All signs indicate Arizona Gov. Jan Brewer will likely veto politically-charged legislation that supporters say promotes religious freedom and opponents contend discriminates against gays and lesbians.
Brewer did not signal her intention either way in an exclusive interview with CNN on Monday at the National Governors Association meeting in Washington.
"I can assure you, as always, I will do the right thing for the state of Arizona," she said.
But some Arizona Republicans who know her well say they are confident those comments mean Brewer will almost surely reject the bill that is generating nationwide controversy.
The Republican-led measure would allow Arizona business owners to deny service to gay and lesbian customers as long as they assert their religious beliefs.
Brewer is scheduled to return to Arizona on Tuesday, and a source tells CNN those familiar with her thinking say she will likely spend at least one full business day in the state before acting.
"I'm going to go home, and when I receive the bill, I'm going to read it and I'm going to be briefed on it. We have been following it. And I will make my decision in the near future," Brewer told CNN.
She has until Saturday to sign or veto the bill. If she does nothing, it automatically becomes law.
Arizona GOP sources say Brewer considers herself a pro-business governor -- someone who above all else wants to protect and promote Arizona's economic interests.

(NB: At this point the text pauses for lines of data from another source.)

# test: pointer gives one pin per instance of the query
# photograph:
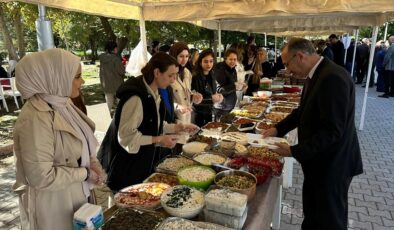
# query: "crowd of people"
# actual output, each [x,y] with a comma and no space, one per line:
[334,50]
[178,92]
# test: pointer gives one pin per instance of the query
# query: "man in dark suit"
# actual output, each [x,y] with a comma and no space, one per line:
[338,49]
[328,148]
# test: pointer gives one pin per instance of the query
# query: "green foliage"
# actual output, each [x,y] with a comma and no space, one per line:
[366,32]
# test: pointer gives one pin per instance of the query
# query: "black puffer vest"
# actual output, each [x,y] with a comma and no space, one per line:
[126,169]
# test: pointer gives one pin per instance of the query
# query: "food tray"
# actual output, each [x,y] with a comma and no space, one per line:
[143,196]
[131,219]
[266,124]
[238,137]
[276,116]
[209,158]
[162,178]
[172,223]
[285,103]
[215,126]
[183,201]
[172,166]
[282,109]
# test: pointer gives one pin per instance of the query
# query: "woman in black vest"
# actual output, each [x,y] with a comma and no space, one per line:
[204,83]
[139,124]
[226,77]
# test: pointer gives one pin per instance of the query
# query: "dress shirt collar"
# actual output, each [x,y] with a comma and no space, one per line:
[312,72]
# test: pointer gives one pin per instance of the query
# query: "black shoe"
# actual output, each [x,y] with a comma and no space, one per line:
[384,96]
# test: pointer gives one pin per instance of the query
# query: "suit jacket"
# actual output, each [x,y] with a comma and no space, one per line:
[328,144]
[327,53]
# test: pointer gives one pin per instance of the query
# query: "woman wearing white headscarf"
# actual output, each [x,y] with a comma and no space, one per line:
[54,145]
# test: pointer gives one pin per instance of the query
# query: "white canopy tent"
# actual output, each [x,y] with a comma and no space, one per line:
[246,15]
[279,17]
[192,10]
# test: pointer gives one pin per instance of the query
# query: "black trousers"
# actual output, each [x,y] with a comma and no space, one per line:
[362,69]
[389,82]
[325,203]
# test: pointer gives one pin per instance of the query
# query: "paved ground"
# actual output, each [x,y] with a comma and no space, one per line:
[371,195]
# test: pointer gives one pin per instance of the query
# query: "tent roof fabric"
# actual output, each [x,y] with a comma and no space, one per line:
[194,10]
[271,24]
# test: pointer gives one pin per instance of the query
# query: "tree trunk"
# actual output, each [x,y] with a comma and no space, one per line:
[6,35]
[93,46]
[19,33]
[108,29]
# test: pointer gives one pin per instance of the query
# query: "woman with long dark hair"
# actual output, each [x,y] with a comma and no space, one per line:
[183,96]
[204,83]
[226,78]
[139,129]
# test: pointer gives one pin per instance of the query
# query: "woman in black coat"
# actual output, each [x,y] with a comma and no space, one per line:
[204,83]
[226,78]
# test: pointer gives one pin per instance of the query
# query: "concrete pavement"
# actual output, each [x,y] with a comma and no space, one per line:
[371,195]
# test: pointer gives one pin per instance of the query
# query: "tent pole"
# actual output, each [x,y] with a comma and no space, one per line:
[275,49]
[143,33]
[219,40]
[371,56]
[346,47]
[265,39]
[354,53]
[44,30]
[385,32]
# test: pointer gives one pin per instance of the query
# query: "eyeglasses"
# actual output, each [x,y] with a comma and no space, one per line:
[286,64]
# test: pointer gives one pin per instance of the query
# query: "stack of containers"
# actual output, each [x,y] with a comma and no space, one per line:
[226,208]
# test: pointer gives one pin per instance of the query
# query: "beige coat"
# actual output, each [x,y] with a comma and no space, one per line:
[182,96]
[48,178]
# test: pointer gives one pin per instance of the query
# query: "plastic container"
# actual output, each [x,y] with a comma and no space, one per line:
[88,216]
[250,192]
[187,208]
[226,201]
[230,221]
[194,180]
[171,222]
[265,83]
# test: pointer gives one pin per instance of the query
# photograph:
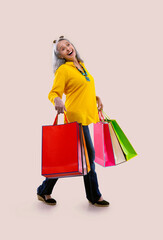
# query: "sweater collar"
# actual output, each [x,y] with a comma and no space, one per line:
[71,63]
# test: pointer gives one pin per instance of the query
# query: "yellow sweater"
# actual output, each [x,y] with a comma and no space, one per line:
[80,94]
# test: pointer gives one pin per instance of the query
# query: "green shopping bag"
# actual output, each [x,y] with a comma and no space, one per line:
[123,140]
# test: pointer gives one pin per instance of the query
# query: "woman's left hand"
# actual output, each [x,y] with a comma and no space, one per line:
[99,103]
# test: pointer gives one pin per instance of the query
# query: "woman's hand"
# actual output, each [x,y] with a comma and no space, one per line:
[99,103]
[59,105]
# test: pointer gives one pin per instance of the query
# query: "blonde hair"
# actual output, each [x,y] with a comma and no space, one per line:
[57,62]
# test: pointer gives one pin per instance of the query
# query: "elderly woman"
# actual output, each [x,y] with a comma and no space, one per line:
[73,79]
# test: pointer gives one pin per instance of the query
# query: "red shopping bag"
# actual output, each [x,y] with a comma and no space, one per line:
[64,152]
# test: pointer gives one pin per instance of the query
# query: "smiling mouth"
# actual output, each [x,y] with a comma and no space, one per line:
[70,53]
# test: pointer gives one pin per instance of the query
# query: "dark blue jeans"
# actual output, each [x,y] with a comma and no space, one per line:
[90,180]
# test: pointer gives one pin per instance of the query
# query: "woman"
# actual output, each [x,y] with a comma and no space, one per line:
[73,79]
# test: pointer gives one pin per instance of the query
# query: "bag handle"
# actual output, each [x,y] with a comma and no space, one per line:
[56,119]
[101,116]
[105,114]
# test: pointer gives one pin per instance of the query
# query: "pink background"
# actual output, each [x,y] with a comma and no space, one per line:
[121,44]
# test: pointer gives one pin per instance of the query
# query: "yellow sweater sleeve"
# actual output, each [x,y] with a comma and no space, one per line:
[58,84]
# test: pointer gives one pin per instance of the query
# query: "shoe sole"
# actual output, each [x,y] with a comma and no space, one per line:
[43,200]
[97,205]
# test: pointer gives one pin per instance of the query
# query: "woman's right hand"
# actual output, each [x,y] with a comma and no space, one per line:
[59,105]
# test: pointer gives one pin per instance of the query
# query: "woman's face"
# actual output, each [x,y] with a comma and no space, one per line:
[66,50]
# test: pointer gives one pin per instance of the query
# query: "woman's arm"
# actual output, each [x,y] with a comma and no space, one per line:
[99,103]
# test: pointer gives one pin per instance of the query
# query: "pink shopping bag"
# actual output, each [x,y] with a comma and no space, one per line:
[108,151]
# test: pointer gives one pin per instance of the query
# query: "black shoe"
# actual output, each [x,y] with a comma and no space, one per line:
[102,203]
[50,201]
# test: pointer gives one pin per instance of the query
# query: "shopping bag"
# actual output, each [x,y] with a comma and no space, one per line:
[111,144]
[64,153]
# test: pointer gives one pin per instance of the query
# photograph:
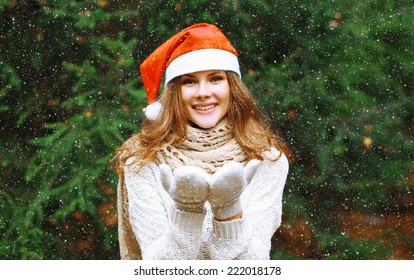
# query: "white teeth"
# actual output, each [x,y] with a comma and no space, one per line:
[204,108]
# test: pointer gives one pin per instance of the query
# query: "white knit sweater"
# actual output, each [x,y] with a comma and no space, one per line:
[164,232]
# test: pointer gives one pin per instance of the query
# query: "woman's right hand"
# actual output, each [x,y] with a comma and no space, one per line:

They say she knows full well there will be economic consequences for the state if it has a law on the books perceived to effectively codify discrimination.
"I have a history of deliberating and having an open dialogue on bills that are controversial, to listen to both sides of those issues, and I welcome the input, and information that they can provide to me. And certainly I am pro-business, and that is what's turning our economy around, so I appreciate their input, as I appreciate the other side," Brewer said.
Business leaders in Arizona and around the country, including the chief executive of American Airlines, have urged Brewer publicly and privately to veto the bill.
Approval also is likely to trigger lawsuits.
The bill was pushed by the Center for Arizona Policy, a conservative group opposed to abortion and same-sex marriage.
The group argues the proposal protects people against increasingly activist federal courts.
Brewer vetoed a similar bill last year, arguing that the state legislature should focus on more pressing issues, such as a Medicaid expansion plan she was promoting.
Sources say she is concerned about this bill taking away from other issues she is now pressing, such as overhauling Arizona's child protective services system.